Still, it is a change that could dramatically affect the behavior of some programs. A program that takes many references to one string might consume a lot of memory when those references become copies.
Here's more nitty-gritty from Oracle: http://mail.openjdk.java.net/pipermail/core-libs-dev/2012-Ma...

If I'm following, a Java string used to be a []char and offset/count ints, and this change let them drop those ints. You saved RAM if you had a lot of little strings, but paid for extra copying if you took lots of substrings.

Go slices/strings don't have a pointer to the "original" backing array, just a pointer to the first byte in this (sub)string. It doesn't need extra fields to do substrings by reference.

I think part of the technical reason for the different string headers is that the Java designers didn't want their GC to have to handle "internal pointers" into strings/objects (maybe for performance reasons?), whereas the Go designers decided to support 'em (maybe to support more C-like code in Go?).

Go does not support internal pointers into strings. You have to use slicing for that.
Note that this is from 2009. Although the main details have not changed, the int type is more commonly 64 bits now (since 64 bit architectures are much more common)
Do you know what version that happens in?
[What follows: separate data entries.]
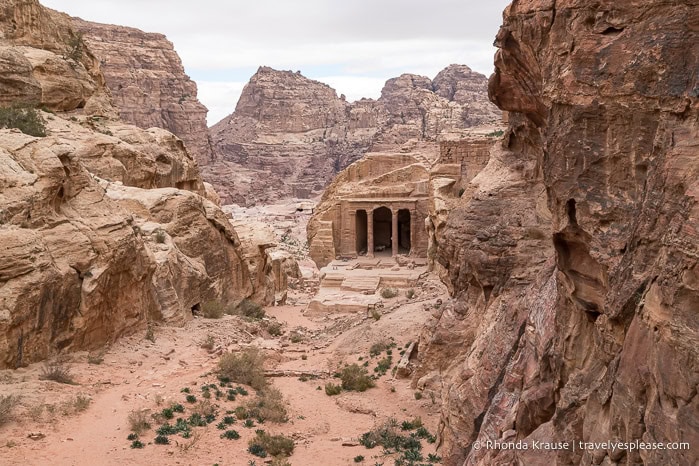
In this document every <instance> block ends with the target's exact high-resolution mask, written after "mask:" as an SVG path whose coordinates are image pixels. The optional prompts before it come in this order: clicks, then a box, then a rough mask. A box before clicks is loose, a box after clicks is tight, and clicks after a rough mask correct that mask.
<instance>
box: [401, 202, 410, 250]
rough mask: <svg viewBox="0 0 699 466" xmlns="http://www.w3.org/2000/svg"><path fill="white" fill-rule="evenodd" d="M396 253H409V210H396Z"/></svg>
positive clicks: (403, 209) (409, 211) (409, 220)
mask: <svg viewBox="0 0 699 466" xmlns="http://www.w3.org/2000/svg"><path fill="white" fill-rule="evenodd" d="M398 253H399V254H410V211H409V210H408V209H400V210H399V211H398Z"/></svg>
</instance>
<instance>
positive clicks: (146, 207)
mask: <svg viewBox="0 0 699 466" xmlns="http://www.w3.org/2000/svg"><path fill="white" fill-rule="evenodd" d="M0 28H1V29H0V30H1V31H2V34H3V36H2V37H1V38H0V51H2V53H4V54H5V55H4V56H5V57H10V59H11V60H9V61H7V62H6V63H10V65H11V66H8V68H9V69H10V72H9V73H6V74H3V75H0V87H2V88H3V89H13V90H14V91H13V92H14V94H11V95H10V96H8V95H7V94H3V95H2V97H3V99H4V100H3V101H2V104H3V105H8V104H15V103H17V102H23V103H29V102H32V103H33V104H35V105H39V104H40V105H43V106H45V107H47V108H49V109H53V110H56V111H62V110H66V111H70V113H60V112H57V113H56V114H52V113H46V112H40V114H41V116H42V118H43V120H44V122H45V124H46V136H45V137H34V136H29V135H27V134H24V133H22V132H20V131H19V130H18V129H0V367H2V368H5V367H17V366H20V365H23V364H26V363H30V362H33V361H37V360H41V359H43V358H46V357H50V356H52V355H54V354H56V353H57V352H60V351H71V350H79V349H94V348H97V347H100V346H102V345H104V344H105V343H108V342H111V341H114V339H116V338H118V337H119V336H121V335H123V334H126V333H132V332H134V331H136V330H138V329H143V328H145V326H146V322H168V323H174V324H178V323H182V322H184V321H185V320H186V319H191V318H192V312H193V310H196V309H197V307H199V306H200V305H201V304H202V303H204V302H206V301H209V300H219V301H223V302H236V301H238V300H241V299H243V298H246V297H252V298H253V299H256V300H258V301H260V302H265V301H269V300H271V296H273V294H274V284H273V280H272V273H271V268H272V265H271V262H272V259H271V258H270V256H269V254H267V253H266V252H265V248H263V247H259V245H257V244H249V245H244V244H241V241H240V240H239V238H238V236H237V233H236V232H235V230H234V229H233V226H232V225H231V224H230V222H229V221H228V219H227V218H226V216H225V214H224V213H223V212H222V211H221V210H220V208H219V207H218V206H217V205H216V204H215V203H214V202H211V201H209V200H208V199H206V198H205V197H204V196H207V195H208V197H210V198H212V199H213V200H214V201H215V200H216V198H215V195H214V194H215V193H212V192H211V191H210V190H207V187H206V186H205V184H204V183H203V181H202V179H201V176H200V175H199V171H198V169H197V164H196V162H195V161H194V160H193V158H192V157H191V156H190V155H189V154H188V153H187V151H186V149H185V146H184V144H183V143H182V141H181V140H180V139H178V138H177V137H175V136H174V135H173V134H171V133H169V132H168V131H165V130H163V129H159V128H151V129H149V130H147V131H144V130H142V129H139V128H137V127H135V126H131V125H126V124H124V123H122V122H120V121H118V120H117V119H115V118H113V117H114V116H115V114H114V112H113V109H112V107H111V102H110V100H109V91H108V89H106V87H105V85H104V78H103V76H102V75H101V73H100V71H99V62H97V61H96V60H95V59H94V58H93V56H92V54H91V53H90V51H89V49H88V47H87V46H86V45H85V44H84V43H82V42H80V41H79V40H76V39H79V35H77V34H76V33H75V32H74V31H73V30H72V29H71V28H70V18H68V17H67V16H65V15H62V14H59V13H56V12H52V11H50V10H46V9H44V8H42V7H41V6H40V5H39V4H38V2H36V1H21V2H20V1H11V0H2V1H0ZM66 41H67V43H68V45H71V44H72V46H74V47H78V46H79V50H80V53H79V54H78V53H77V52H76V49H75V48H73V49H71V50H67V51H66V49H65V47H66ZM64 52H65V54H64ZM37 57H38V58H37ZM49 65H51V66H49ZM18 70H19V71H18ZM81 107H84V111H81ZM90 112H91V113H98V112H99V114H100V115H99V116H98V115H95V114H93V115H91V116H87V115H84V114H81V113H90ZM251 269H254V273H251V272H250V270H251Z"/></svg>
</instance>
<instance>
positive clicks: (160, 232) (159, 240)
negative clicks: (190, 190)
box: [110, 134, 167, 244]
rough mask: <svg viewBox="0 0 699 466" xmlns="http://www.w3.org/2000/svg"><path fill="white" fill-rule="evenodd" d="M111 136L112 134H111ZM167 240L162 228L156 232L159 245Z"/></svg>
mask: <svg viewBox="0 0 699 466" xmlns="http://www.w3.org/2000/svg"><path fill="white" fill-rule="evenodd" d="M110 136H111V134H110ZM166 239H167V233H165V231H164V230H163V229H161V228H158V229H157V230H155V241H156V242H157V243H159V244H164V243H165V240H166Z"/></svg>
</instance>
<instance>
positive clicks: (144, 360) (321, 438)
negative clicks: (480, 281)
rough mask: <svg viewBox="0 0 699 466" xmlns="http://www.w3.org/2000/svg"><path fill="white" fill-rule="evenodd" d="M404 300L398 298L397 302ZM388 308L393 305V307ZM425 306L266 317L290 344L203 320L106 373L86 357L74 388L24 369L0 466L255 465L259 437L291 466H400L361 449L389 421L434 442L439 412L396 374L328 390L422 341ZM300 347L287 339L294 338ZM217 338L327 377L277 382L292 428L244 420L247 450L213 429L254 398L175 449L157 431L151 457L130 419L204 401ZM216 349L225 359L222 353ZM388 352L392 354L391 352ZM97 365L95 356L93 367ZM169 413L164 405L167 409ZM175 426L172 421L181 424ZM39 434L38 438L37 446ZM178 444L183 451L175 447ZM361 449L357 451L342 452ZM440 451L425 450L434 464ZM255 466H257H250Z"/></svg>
mask: <svg viewBox="0 0 699 466" xmlns="http://www.w3.org/2000/svg"><path fill="white" fill-rule="evenodd" d="M394 301H395V302H397V300H394ZM389 304H390V303H389ZM423 305H424V303H421V302H413V303H412V304H401V305H398V304H395V305H393V306H387V309H390V307H394V308H395V310H392V311H390V312H387V313H386V314H385V315H383V316H382V317H381V318H380V319H379V320H374V319H372V318H366V317H365V316H362V315H356V314H347V315H326V316H320V315H316V316H310V315H306V314H304V313H303V312H302V311H303V308H302V307H298V306H297V307H295V306H283V307H277V308H269V309H268V310H267V313H268V316H271V317H274V318H276V319H277V320H279V321H281V322H283V323H284V329H285V332H284V334H283V335H282V336H281V337H276V338H272V337H270V336H269V335H268V334H266V333H265V332H264V331H263V330H262V327H263V326H262V325H261V324H259V323H250V322H243V321H242V320H241V319H240V318H238V317H232V316H225V317H224V318H223V319H219V320H207V319H201V318H197V319H195V320H193V321H192V322H190V323H188V324H187V325H186V326H185V327H184V328H157V329H156V330H155V342H151V341H149V340H147V339H145V338H144V337H143V335H138V336H132V337H129V338H125V339H122V340H120V341H119V342H118V343H117V344H115V345H114V346H112V347H111V348H109V350H108V351H107V352H106V353H105V354H104V355H103V357H104V361H103V362H101V364H90V363H88V355H87V354H85V353H82V354H75V355H73V356H72V361H71V363H70V368H71V372H72V374H73V376H74V379H75V381H76V383H77V385H66V384H59V383H56V382H52V381H42V380H39V375H40V372H41V369H42V365H40V364H37V365H33V366H30V367H27V368H23V369H19V370H17V371H2V372H0V394H3V395H7V394H14V395H18V396H20V397H21V399H20V405H19V406H18V407H17V408H16V409H15V415H14V419H13V420H12V421H10V422H9V423H7V424H5V425H4V426H2V427H0V434H2V437H3V440H2V442H1V443H0V464H3V465H4V464H11V465H14V464H22V465H125V464H139V465H140V464H153V465H171V464H172V465H207V464H208V465H213V464H219V465H221V466H223V465H251V464H257V465H261V464H264V461H265V460H262V459H260V458H257V457H255V456H253V455H252V454H250V453H249V452H248V451H247V447H248V440H249V439H251V438H253V437H254V436H255V429H258V428H263V429H265V430H266V431H268V432H271V433H280V434H284V435H287V436H290V437H291V438H293V439H294V441H295V450H294V454H293V455H292V456H291V457H290V458H289V459H288V461H289V462H290V463H291V464H292V465H299V466H300V465H345V464H347V465H349V464H357V463H355V460H354V458H355V457H357V456H359V455H362V456H364V457H365V459H364V460H363V461H362V462H360V464H364V465H372V466H373V465H374V464H376V463H378V464H381V463H383V464H386V465H389V464H391V465H392V464H393V459H392V458H391V457H387V458H385V457H382V456H381V450H382V449H381V447H377V448H374V449H371V450H368V449H366V448H365V447H363V446H359V445H357V438H358V437H359V436H360V435H361V434H362V433H364V432H366V431H368V430H369V429H371V428H372V427H373V426H374V425H376V424H378V423H381V422H383V421H385V420H386V419H388V418H389V417H394V418H396V419H397V420H398V421H399V422H401V421H403V420H408V419H411V418H413V417H415V416H420V417H421V418H422V420H423V422H424V425H425V427H426V428H427V429H428V430H429V431H430V432H432V433H434V432H435V431H436V427H437V420H438V416H437V406H436V405H434V404H433V403H432V402H431V401H430V400H429V398H428V399H424V398H423V399H421V400H417V399H416V397H415V392H414V390H413V389H411V388H410V383H409V380H407V379H396V378H394V377H393V376H392V375H391V372H390V370H389V371H388V372H387V373H386V374H385V375H383V376H381V377H380V378H379V379H378V380H377V383H376V387H375V388H371V389H369V390H367V391H366V392H363V393H358V392H346V391H345V392H343V393H341V394H340V395H337V396H328V395H326V393H325V390H324V386H325V383H327V382H333V383H339V380H338V379H335V378H333V377H332V375H324V374H326V373H327V374H332V373H333V372H335V371H337V370H339V369H340V368H341V367H342V366H343V364H345V363H354V362H356V363H358V364H364V363H367V365H368V368H369V369H370V371H371V369H372V367H373V366H375V365H376V363H377V361H378V360H379V359H380V358H381V357H386V353H385V351H384V353H383V354H382V355H380V356H376V357H374V358H371V357H370V356H369V349H370V347H371V346H372V344H374V343H377V342H384V343H386V344H388V345H391V344H393V346H392V352H393V355H392V358H393V365H395V364H396V363H397V362H398V360H399V358H400V356H399V351H401V350H402V348H403V347H404V346H405V345H406V344H407V343H408V342H410V341H413V340H415V339H416V338H417V336H418V335H419V332H420V329H421V328H422V326H423V325H424V322H425V321H426V319H427V318H428V316H429V312H426V311H425V310H424V309H423ZM292 330H296V332H295V333H296V334H297V335H300V337H297V338H294V339H290V335H291V331H292ZM209 336H211V338H212V339H213V340H214V341H215V347H220V349H221V351H225V350H233V351H236V350H238V349H240V348H241V347H244V346H246V345H255V346H259V347H262V348H268V349H267V350H266V354H267V356H268V358H267V359H268V365H269V367H268V368H269V369H271V370H274V371H275V373H276V374H277V375H278V374H280V373H282V374H283V373H287V374H298V373H302V372H309V373H313V374H316V373H317V374H321V378H318V379H313V378H305V377H301V378H300V377H299V376H298V375H294V376H286V377H284V376H282V377H270V378H269V380H270V381H271V383H272V385H273V386H275V387H277V388H278V389H279V390H280V391H281V392H282V393H283V395H284V398H285V399H286V401H287V402H288V417H289V421H288V422H287V423H283V424H273V423H269V422H266V423H265V424H264V425H258V426H255V427H252V428H246V427H244V426H243V424H242V421H237V423H236V424H235V425H233V426H231V427H232V428H234V429H235V430H236V431H238V432H239V434H240V436H241V438H240V439H238V440H227V439H222V438H220V434H221V432H222V431H221V430H219V429H217V428H216V423H217V422H219V420H220V418H221V417H222V416H223V415H224V413H225V411H231V410H233V409H234V408H235V407H236V406H238V405H240V404H241V402H242V401H244V400H245V399H250V398H252V396H253V395H254V393H253V392H254V391H253V390H252V389H249V388H248V391H249V392H250V394H249V395H248V397H243V396H240V395H239V396H238V398H237V400H236V401H235V402H233V401H226V400H225V399H221V400H218V401H215V400H212V401H215V403H216V404H217V405H218V406H219V408H218V417H217V420H216V421H215V422H213V423H211V424H209V425H207V426H206V427H197V428H196V429H194V431H195V432H196V434H195V435H194V436H193V437H192V438H190V439H183V438H181V437H180V436H171V437H170V438H171V439H172V440H173V443H172V444H170V445H155V444H153V440H154V438H155V436H156V433H155V431H154V428H155V427H157V425H158V424H156V423H155V422H152V424H153V427H154V428H153V429H151V430H150V431H148V432H146V433H144V434H143V435H142V436H141V440H142V441H143V443H144V444H145V447H144V448H143V449H132V448H130V444H131V442H130V441H128V440H127V436H128V435H129V432H130V427H129V422H128V420H127V418H128V416H129V413H131V412H133V411H138V410H143V409H145V410H149V411H147V413H148V414H151V413H154V412H158V411H160V410H162V409H163V408H164V407H167V406H170V405H171V404H173V403H181V404H183V405H184V406H185V409H186V411H185V414H188V413H189V412H190V411H191V409H192V406H193V405H191V404H187V402H186V394H185V393H182V389H185V388H188V389H189V390H190V392H191V393H192V394H194V395H195V396H197V397H198V398H199V401H201V394H202V393H203V392H202V390H201V386H202V385H204V384H209V383H215V382H217V381H216V377H215V375H214V374H213V371H214V370H215V368H216V364H217V362H218V359H219V354H217V352H214V353H213V354H212V353H210V352H209V351H207V350H206V349H204V348H202V347H201V343H202V342H204V341H205V340H206V339H207V338H208V337H209ZM221 351H219V352H218V353H220V352H221ZM389 351H391V349H390V348H389ZM94 356H95V355H91V357H92V358H93V362H96V361H95V360H94ZM78 397H90V398H91V403H90V404H89V406H88V407H87V408H86V409H84V410H83V411H81V409H83V408H84V406H79V403H78V400H79V399H78ZM158 403H160V405H158ZM173 422H174V421H173ZM30 434H36V435H33V436H32V437H34V438H36V439H32V438H29V436H30ZM175 442H176V443H175ZM343 444H346V445H354V446H343ZM433 452H434V445H427V444H425V447H424V449H423V453H424V455H425V456H426V455H427V454H428V453H433ZM252 462H255V463H252Z"/></svg>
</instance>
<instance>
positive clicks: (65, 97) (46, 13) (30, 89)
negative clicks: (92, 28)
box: [0, 0, 113, 115]
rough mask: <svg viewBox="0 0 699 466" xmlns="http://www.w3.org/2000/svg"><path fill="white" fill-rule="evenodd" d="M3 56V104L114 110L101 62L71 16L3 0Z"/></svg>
mask: <svg viewBox="0 0 699 466" xmlns="http://www.w3.org/2000/svg"><path fill="white" fill-rule="evenodd" d="M0 60H1V62H2V69H1V70H0V91H1V92H0V105H4V106H6V105H9V104H14V103H25V104H34V105H41V106H43V107H45V108H48V109H52V110H58V111H68V110H75V109H84V111H85V112H86V113H88V114H99V115H112V114H113V108H112V104H111V100H110V96H109V92H108V90H107V88H106V86H105V83H104V78H103V76H102V74H101V73H100V69H99V61H98V60H97V59H96V58H95V57H94V56H93V55H92V54H91V53H90V51H89V50H87V48H86V47H85V44H84V43H83V42H82V41H81V40H80V37H79V36H78V35H77V34H75V32H74V31H73V30H72V29H71V27H70V18H69V17H68V16H67V15H64V14H62V13H58V12H55V11H52V10H48V9H46V8H43V7H42V6H41V5H40V4H39V2H38V1H32V0H26V1H20V0H2V1H0Z"/></svg>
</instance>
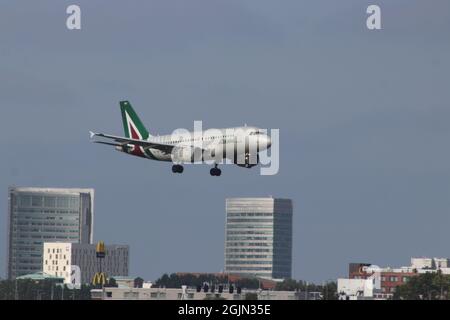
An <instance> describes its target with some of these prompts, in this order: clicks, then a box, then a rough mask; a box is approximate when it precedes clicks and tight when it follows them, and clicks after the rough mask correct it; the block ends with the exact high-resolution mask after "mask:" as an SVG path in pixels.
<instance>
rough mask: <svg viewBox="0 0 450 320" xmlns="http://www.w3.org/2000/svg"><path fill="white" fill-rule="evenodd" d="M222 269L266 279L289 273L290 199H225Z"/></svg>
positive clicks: (256, 198) (291, 234) (291, 240)
mask: <svg viewBox="0 0 450 320" xmlns="http://www.w3.org/2000/svg"><path fill="white" fill-rule="evenodd" d="M225 229H226V230H225V272H227V273H232V274H247V275H253V276H256V277H262V278H268V279H285V278H291V275H292V200H290V199H277V198H271V197H269V198H231V199H227V200H226V228H225Z"/></svg>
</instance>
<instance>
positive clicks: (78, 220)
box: [7, 187, 94, 279]
mask: <svg viewBox="0 0 450 320" xmlns="http://www.w3.org/2000/svg"><path fill="white" fill-rule="evenodd" d="M93 224H94V190H93V189H60V188H16V187H11V188H9V192H8V244H7V246H8V248H7V254H8V256H7V263H8V265H7V271H8V272H7V273H8V278H9V279H14V278H16V277H18V276H21V275H25V274H30V273H36V272H39V271H42V250H43V244H44V242H49V241H64V242H72V243H86V244H89V243H92V241H93Z"/></svg>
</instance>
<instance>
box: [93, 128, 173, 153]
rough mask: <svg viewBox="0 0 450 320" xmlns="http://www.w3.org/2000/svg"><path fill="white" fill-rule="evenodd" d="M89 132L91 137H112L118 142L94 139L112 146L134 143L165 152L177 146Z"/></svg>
mask: <svg viewBox="0 0 450 320" xmlns="http://www.w3.org/2000/svg"><path fill="white" fill-rule="evenodd" d="M89 133H90V135H91V139H92V138H94V137H100V138H106V139H112V140H114V141H115V142H116V143H111V142H104V141H95V140H94V141H93V142H94V143H101V144H107V145H112V146H123V145H127V144H132V145H136V146H140V147H143V148H152V149H158V150H161V151H163V152H165V153H171V152H172V149H173V148H174V147H175V146H174V145H170V144H163V143H156V142H151V141H147V140H139V139H131V138H125V137H119V136H113V135H109V134H104V133H95V132H92V131H90V132H89Z"/></svg>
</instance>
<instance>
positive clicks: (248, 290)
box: [91, 287, 302, 300]
mask: <svg viewBox="0 0 450 320" xmlns="http://www.w3.org/2000/svg"><path fill="white" fill-rule="evenodd" d="M247 294H252V297H254V296H255V295H256V297H257V299H258V300H301V299H302V297H301V295H300V294H299V292H296V291H269V290H242V291H241V292H240V293H237V292H236V290H235V291H234V292H233V293H230V292H229V291H223V292H221V293H219V292H218V291H217V290H216V291H215V292H211V291H209V292H203V291H200V292H197V290H196V289H193V288H131V287H130V288H111V287H109V288H108V287H107V288H103V289H92V290H91V298H92V299H93V300H205V299H206V300H208V299H225V300H244V299H245V298H246V297H247Z"/></svg>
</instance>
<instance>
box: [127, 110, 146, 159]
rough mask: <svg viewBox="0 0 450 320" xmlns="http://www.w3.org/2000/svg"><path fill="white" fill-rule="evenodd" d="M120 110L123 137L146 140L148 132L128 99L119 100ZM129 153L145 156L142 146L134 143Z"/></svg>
mask: <svg viewBox="0 0 450 320" xmlns="http://www.w3.org/2000/svg"><path fill="white" fill-rule="evenodd" d="M120 110H121V111H122V120H123V129H124V132H125V137H127V138H131V139H136V140H147V139H148V137H149V133H148V131H147V129H146V128H145V127H144V125H143V123H142V121H141V120H140V119H139V117H138V115H137V114H136V112H135V111H134V109H133V107H132V106H131V104H130V102H129V101H121V102H120ZM130 153H131V154H134V155H137V156H141V157H145V152H144V148H142V147H140V146H137V145H134V146H133V147H132V149H131V151H130Z"/></svg>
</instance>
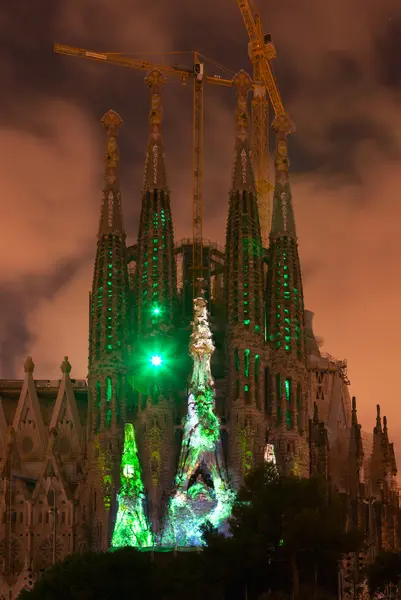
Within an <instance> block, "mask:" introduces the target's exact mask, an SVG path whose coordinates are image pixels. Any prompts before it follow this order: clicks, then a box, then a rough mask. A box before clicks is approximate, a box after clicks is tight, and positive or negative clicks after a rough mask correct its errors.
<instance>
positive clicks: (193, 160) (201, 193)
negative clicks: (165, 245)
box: [192, 55, 204, 298]
mask: <svg viewBox="0 0 401 600" xmlns="http://www.w3.org/2000/svg"><path fill="white" fill-rule="evenodd" d="M195 59H196V61H195V71H196V72H197V74H196V75H195V77H194V83H193V85H194V103H193V170H192V186H193V193H192V268H193V271H192V288H193V295H194V298H195V297H197V296H199V295H200V292H201V287H202V281H203V243H202V240H203V185H202V183H203V130H204V128H203V106H204V102H203V76H202V72H201V69H202V65H201V64H200V63H199V61H197V55H195Z"/></svg>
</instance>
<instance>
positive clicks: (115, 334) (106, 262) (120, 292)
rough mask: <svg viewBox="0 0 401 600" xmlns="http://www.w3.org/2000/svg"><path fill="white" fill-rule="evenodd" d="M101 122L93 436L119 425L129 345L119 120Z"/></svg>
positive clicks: (93, 374)
mask: <svg viewBox="0 0 401 600" xmlns="http://www.w3.org/2000/svg"><path fill="white" fill-rule="evenodd" d="M102 123H103V125H104V127H105V129H106V132H107V155H106V169H105V191H104V196H103V200H102V206H101V219H100V227H99V236H98V243H97V252H96V259H95V267H94V274H93V285H92V294H91V314H90V339H89V344H90V346H89V380H90V382H89V385H90V387H91V389H90V395H91V407H90V409H91V410H90V413H91V415H92V433H93V434H95V433H100V432H102V431H103V432H105V431H108V430H110V431H111V430H113V431H114V432H115V431H116V428H118V427H119V426H120V425H121V424H122V416H123V415H122V413H123V411H124V406H125V402H124V398H123V394H122V384H121V381H120V379H121V376H122V374H123V373H124V372H125V366H126V353H127V344H128V340H129V334H128V331H127V330H128V327H127V317H128V291H129V284H128V271H127V264H126V247H125V233H124V230H123V226H122V217H121V201H120V189H119V185H118V179H117V173H116V169H117V164H118V148H117V143H116V139H117V132H118V128H119V127H120V126H121V123H122V119H121V117H120V116H119V115H117V113H115V112H114V111H112V110H109V111H108V112H107V113H106V114H105V115H104V117H103V119H102Z"/></svg>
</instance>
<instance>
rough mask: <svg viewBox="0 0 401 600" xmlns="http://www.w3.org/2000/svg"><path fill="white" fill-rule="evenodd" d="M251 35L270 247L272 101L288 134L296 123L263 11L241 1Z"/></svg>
mask: <svg viewBox="0 0 401 600" xmlns="http://www.w3.org/2000/svg"><path fill="white" fill-rule="evenodd" d="M237 3H238V7H239V9H240V12H241V15H242V18H243V21H244V24H245V27H246V30H247V32H248V37H249V45H248V54H249V58H250V60H251V62H252V65H253V79H254V81H255V82H260V83H259V86H258V85H257V84H255V85H254V89H253V99H252V112H251V115H252V156H253V162H254V169H255V176H256V189H257V192H258V207H259V217H260V221H261V230H262V241H263V245H264V247H265V248H266V247H267V245H268V237H269V232H270V221H271V207H270V190H271V188H272V185H271V183H270V169H269V166H270V160H269V154H270V152H269V150H270V149H269V132H270V127H269V125H270V119H269V100H270V103H271V105H272V108H273V111H274V115H275V117H276V118H280V119H281V120H284V121H285V122H286V124H287V133H291V132H292V131H294V126H293V124H292V122H291V120H290V118H289V116H288V115H287V114H286V112H285V110H284V105H283V102H282V100H281V96H280V92H279V89H278V87H277V83H276V80H275V77H274V75H273V72H272V69H271V67H270V64H269V61H270V60H272V59H273V58H275V56H276V50H275V47H274V44H273V42H272V41H271V38H270V35H264V34H263V30H262V24H261V19H260V15H259V12H258V10H257V8H256V5H255V3H254V0H237Z"/></svg>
I tested on my 32 and 64 bit platforms with golang 1.1 and a static definition of an integer results in type int (which is explicitly 32 bit)

  package main
  import "fmt"
  import "reflect"
  func main() {
      i := 3
      z := reflect.ValueOf(i)
      fmt.Printf("%s\n", z.Kind()) 
  }
  // $./test
  // int
  // $
It's my understanding that this intentional and won't change, only explicit declarations of int64 are 64-bit.
It is implementation-specific (from the spec:)

There is also a set of predeclared numeric types with implementation-specific sizes:

uint either 32 or 64 bits

int same size as uint

uintptr an unsigned integer large enough to store the uninterpreted bits of a pointer value

The size of int on 64-bit systems was increased to 64 bits as of Go 1.1: http://golang.org/doc/go1.1#int
Cool, thanks for the clarification, this makes sense!
i := 3 means declare i to be an "int", which is the default numeric type. The size of that int will vary from platform to platform. See http://golang.org/ref/spec#Numeric_types
Awesome, thanks!
I wish there were a way to create custom data structures without casting to and from interface{} all the time. Heck, it would already help if there were a shorthand for interface{}, like "any" or something.
The usual pattern is to use a type that requires the thing you pass in to have methods that you use for the data structure, like sort.Interface[1]. It's faster, safer, and better than using interface{}.

As for shorthand, behold!

    type any interface{}
[1]: http://golang.org/pkg/sort/#Interface
That introduces a new named type though, i.e., the "any" in your package is different from the "any" in mine, which is not what I want.

(Unless I'm mistaken here, which might very well be the case.)

Check it out: http://play.golang.org/p/l9yn0PRbrd

Anyway, that's the point of go's type inference- if the object implements the necessary parts of the interface, it counts as that kind of object.

make(* Point) seems much better than having a separate new keyword. Surprised to hear that was changed after just a few days.
The "new" keyword is practically unused in modern Go development, but is kept for backwards compatibility. The usual way to make a point is "p := &Point{}", without using any keyword.
Not true. I count "new" being used about half as often as "&Point{}" in the Go standard library. That's not "practically unused".

  g% cg -c -f 'g/go/src/pkg.*\.go' '\bnew\(' | total 2
  1485
  g% cg -c -f 'g/go/src/pkg.*\.go' '\&[A-Za-z0-9_.]+\{' | total 2
  3051
  g% cg -c -f 'g/go/src/pkg.*\.go' . | total 2
  430482
  g%
So 430,482 non-blank lines of code, 1485 lines with new, 3051 lines that look like a struct pointer literal.
If I had to guess, I think they meant that anyone writing new code will avoid using 'new'.